After his death, the International Islamic University, Islamabad (IIUI), Pakistan, arranged a seminar in his honor and published the speeches and articles presented therein as ‘Maulana Sayyid Abul Hasan Ali Nadwi – Hayat-o-Afkar Kay Chand Pehlu’

==Access to the Kaaba==
In 1951, during his second pilgrimage (Hajj) to Makkah the key-bearer of the Kaaba (Islam's holiest building), opened its door for two days and allowed Abul Hassan Ali Nadwi to take anyone he chose inside.

He was given the key to the Kaaba to allow him to enter whenever he chose during his pilgrimage.

==Death==
Abul Hasan Ali Hasani Nadwi died on 23 Ramadan, 1420 AH (31 December 1999) in Raebareli, India at the age of 85.

== Legacy ==
=== PhD Thesis ===
PhD and MA thesis written on Abul Hasan Ali Hasani Nadwi:

=== Biography ===
Biography written on Abul Hasan Ali Hasani Nadwi:

=== Journal article ===
Journal article on Abul Hasan Ali Hasani Nadwi:

=== Center for Research, Dawah and Islamic Thoughts ===
Dar-e-Arafat is the representative institution of Nadwi's ideology and dawah. This department has been established by the name of "Abul Hasan Ali Nadwi center for Research, Dawah and Islamic thoughts" It provides free Islamic books, print Islamic books, online free Islamic books, and PDFS, among other medias.

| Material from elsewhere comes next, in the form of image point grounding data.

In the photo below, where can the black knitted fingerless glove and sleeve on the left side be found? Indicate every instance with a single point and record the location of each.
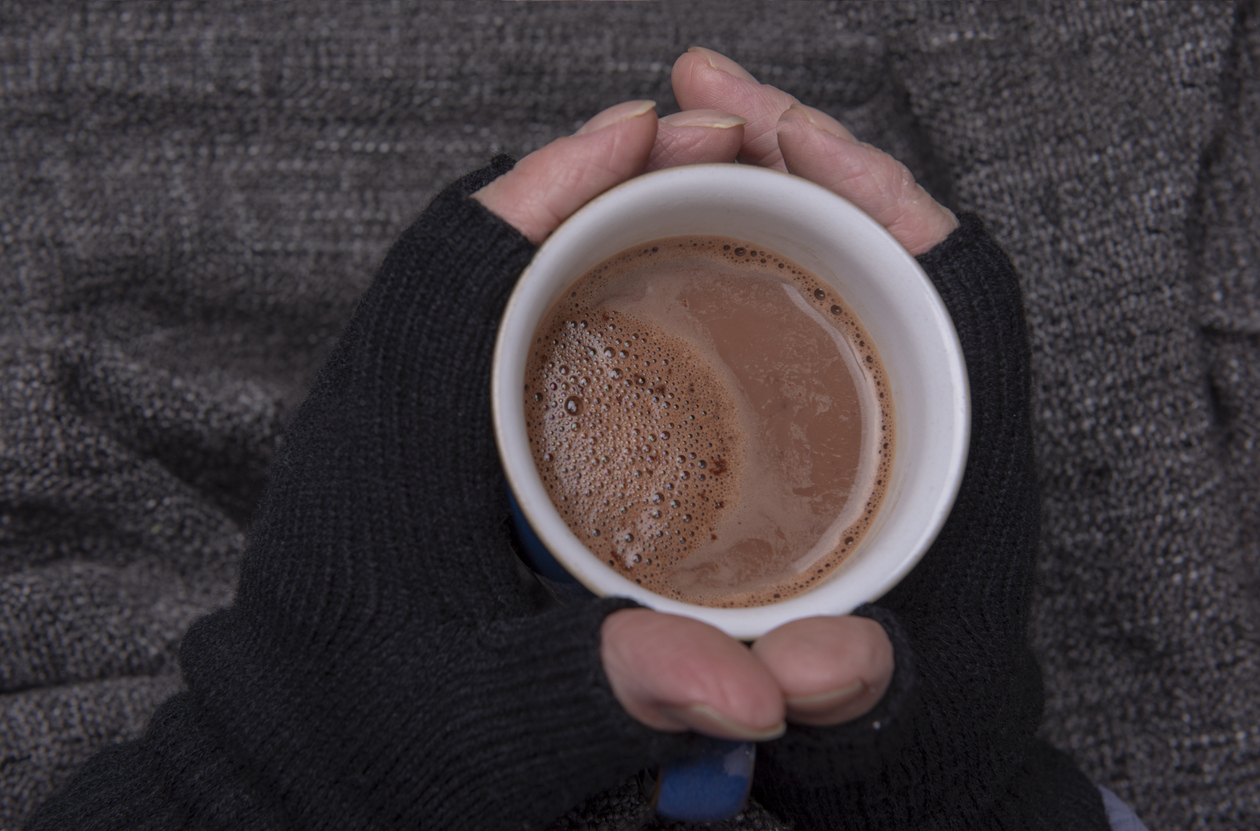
(381, 667)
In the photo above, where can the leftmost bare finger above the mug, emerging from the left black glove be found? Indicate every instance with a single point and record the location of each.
(550, 184)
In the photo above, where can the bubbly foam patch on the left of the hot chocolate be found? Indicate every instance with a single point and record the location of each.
(634, 439)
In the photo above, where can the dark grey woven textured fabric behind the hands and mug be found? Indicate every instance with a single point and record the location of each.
(195, 195)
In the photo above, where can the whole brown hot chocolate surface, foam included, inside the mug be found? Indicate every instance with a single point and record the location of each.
(711, 420)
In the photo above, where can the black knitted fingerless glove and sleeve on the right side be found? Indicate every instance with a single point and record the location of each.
(952, 743)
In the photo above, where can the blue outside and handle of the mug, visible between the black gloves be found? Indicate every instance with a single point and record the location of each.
(713, 785)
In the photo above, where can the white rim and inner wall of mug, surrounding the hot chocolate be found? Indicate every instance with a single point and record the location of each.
(878, 279)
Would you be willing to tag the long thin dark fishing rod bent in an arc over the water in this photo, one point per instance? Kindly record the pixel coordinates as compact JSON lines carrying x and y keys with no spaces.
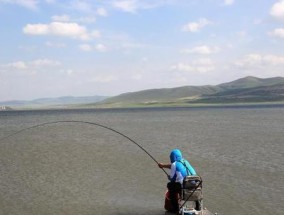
{"x":85,"y":122}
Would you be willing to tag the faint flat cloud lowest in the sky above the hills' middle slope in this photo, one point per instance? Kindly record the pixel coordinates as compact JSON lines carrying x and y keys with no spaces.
{"x":203,"y":65}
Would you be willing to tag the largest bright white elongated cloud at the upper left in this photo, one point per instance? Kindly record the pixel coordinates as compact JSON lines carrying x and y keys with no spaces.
{"x":63,"y":29}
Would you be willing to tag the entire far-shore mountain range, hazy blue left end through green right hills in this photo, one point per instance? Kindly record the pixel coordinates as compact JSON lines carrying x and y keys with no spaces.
{"x":244,"y":90}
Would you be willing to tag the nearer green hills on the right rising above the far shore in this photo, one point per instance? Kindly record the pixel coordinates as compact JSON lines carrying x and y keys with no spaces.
{"x":248,"y":89}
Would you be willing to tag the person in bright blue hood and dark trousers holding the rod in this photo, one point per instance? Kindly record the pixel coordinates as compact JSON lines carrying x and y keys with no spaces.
{"x":180,"y":168}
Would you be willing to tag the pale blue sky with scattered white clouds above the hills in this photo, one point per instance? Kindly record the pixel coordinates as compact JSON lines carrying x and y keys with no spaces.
{"x":53,"y":48}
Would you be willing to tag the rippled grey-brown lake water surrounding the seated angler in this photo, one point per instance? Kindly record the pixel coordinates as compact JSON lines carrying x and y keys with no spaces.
{"x":77,"y":168}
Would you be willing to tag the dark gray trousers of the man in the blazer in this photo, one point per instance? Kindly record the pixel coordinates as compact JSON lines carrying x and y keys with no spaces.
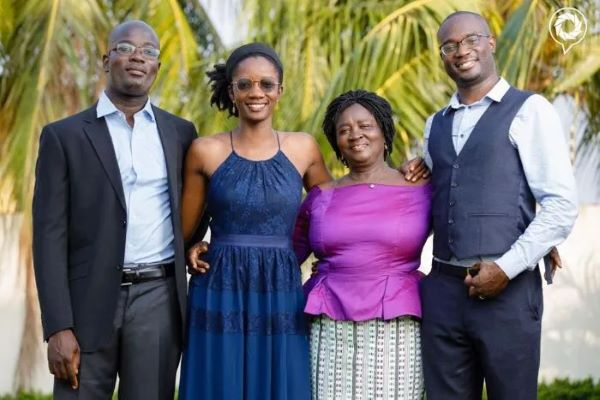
{"x":144,"y":351}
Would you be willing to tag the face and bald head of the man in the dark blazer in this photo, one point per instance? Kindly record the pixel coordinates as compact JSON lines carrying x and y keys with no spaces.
{"x":131,"y":75}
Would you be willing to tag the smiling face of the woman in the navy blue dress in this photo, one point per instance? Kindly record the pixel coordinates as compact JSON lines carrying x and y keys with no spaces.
{"x":255,"y":103}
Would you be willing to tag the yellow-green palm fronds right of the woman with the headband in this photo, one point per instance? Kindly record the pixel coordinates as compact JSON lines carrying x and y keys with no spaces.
{"x":390,"y":47}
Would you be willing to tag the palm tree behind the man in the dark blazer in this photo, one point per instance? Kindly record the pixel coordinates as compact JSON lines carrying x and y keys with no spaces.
{"x":50,"y":67}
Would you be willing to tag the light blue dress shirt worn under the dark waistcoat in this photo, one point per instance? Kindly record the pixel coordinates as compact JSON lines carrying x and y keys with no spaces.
{"x":536,"y":133}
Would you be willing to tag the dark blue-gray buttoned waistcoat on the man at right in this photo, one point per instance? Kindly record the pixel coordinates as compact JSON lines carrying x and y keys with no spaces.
{"x":481,"y":200}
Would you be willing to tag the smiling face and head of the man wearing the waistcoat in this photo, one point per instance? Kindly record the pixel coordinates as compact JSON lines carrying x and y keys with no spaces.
{"x":468,"y":67}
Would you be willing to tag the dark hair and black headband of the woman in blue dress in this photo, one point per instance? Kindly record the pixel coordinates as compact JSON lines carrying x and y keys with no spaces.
{"x":220,"y":77}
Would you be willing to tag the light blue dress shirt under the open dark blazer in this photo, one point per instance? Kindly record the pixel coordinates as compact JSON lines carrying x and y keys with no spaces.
{"x":143,"y":169}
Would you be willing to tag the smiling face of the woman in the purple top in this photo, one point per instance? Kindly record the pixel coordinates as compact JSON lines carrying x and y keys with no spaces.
{"x":359,"y":137}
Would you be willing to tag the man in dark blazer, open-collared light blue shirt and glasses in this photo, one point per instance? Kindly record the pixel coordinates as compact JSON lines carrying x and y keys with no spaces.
{"x":108,"y":250}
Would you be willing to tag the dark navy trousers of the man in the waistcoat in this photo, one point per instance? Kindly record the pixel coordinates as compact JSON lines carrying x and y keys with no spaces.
{"x":466,"y":341}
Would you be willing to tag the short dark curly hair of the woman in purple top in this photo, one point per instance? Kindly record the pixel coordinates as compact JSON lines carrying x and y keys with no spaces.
{"x":375,"y":104}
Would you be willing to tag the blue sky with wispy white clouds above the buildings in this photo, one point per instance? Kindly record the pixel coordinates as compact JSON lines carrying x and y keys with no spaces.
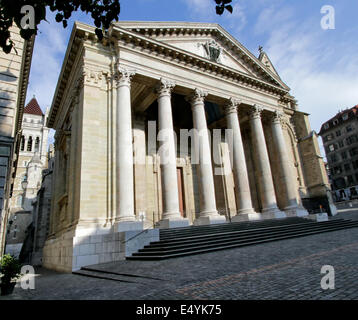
{"x":320,"y":66}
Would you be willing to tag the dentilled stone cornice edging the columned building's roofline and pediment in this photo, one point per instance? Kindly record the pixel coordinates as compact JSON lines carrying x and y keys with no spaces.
{"x":83,"y":34}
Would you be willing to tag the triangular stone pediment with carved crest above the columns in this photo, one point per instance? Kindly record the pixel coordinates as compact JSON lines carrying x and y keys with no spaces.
{"x":209,"y":41}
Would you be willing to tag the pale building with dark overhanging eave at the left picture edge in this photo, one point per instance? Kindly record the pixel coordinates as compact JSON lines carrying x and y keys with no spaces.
{"x":14,"y":75}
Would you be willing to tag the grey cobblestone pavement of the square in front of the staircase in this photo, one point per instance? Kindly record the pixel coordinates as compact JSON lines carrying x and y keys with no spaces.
{"x":287,"y":269}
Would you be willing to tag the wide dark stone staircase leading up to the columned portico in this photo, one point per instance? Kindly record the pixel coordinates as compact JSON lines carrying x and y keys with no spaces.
{"x":177,"y":242}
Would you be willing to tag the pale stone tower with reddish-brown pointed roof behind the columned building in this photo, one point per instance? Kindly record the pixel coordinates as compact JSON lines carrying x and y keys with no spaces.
{"x":32,"y":160}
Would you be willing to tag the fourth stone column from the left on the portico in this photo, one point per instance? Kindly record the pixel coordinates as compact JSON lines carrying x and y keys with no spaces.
{"x":243,"y":194}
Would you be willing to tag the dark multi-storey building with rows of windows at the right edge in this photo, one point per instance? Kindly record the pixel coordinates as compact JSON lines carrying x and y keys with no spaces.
{"x":340,"y":141}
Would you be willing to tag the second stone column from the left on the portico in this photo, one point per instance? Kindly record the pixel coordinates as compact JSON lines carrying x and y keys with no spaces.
{"x":167,"y":152}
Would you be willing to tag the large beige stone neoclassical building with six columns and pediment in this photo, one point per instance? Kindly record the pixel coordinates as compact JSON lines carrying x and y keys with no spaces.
{"x":166,"y":124}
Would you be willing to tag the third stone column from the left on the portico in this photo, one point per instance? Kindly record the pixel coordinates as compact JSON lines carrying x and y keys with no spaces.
{"x":208,"y":212}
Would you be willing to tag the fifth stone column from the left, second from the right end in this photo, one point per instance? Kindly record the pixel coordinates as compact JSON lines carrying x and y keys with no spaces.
{"x":266,"y":186}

=== Educational and Welfare Foundation, Aligarh ===
Established in 2003, the goal of the center is to uplift the standard of Muslim minorities in economic, religious, social, cultural, and educational fields. It is located in Hamdard Nagar "D" Dhorra Byepass Road Aligarh, Uttar Pradesh.

=== Shaykh Abul Hasan Ali Nadwi Islamic Research Center, Dhaka, Bangladesh ===
Shaykh Abul Hasan Ali Nadwi Islamic Research Center, Dhaka is a unique Institution for Higher Islamic Education & Research in Bangladesh.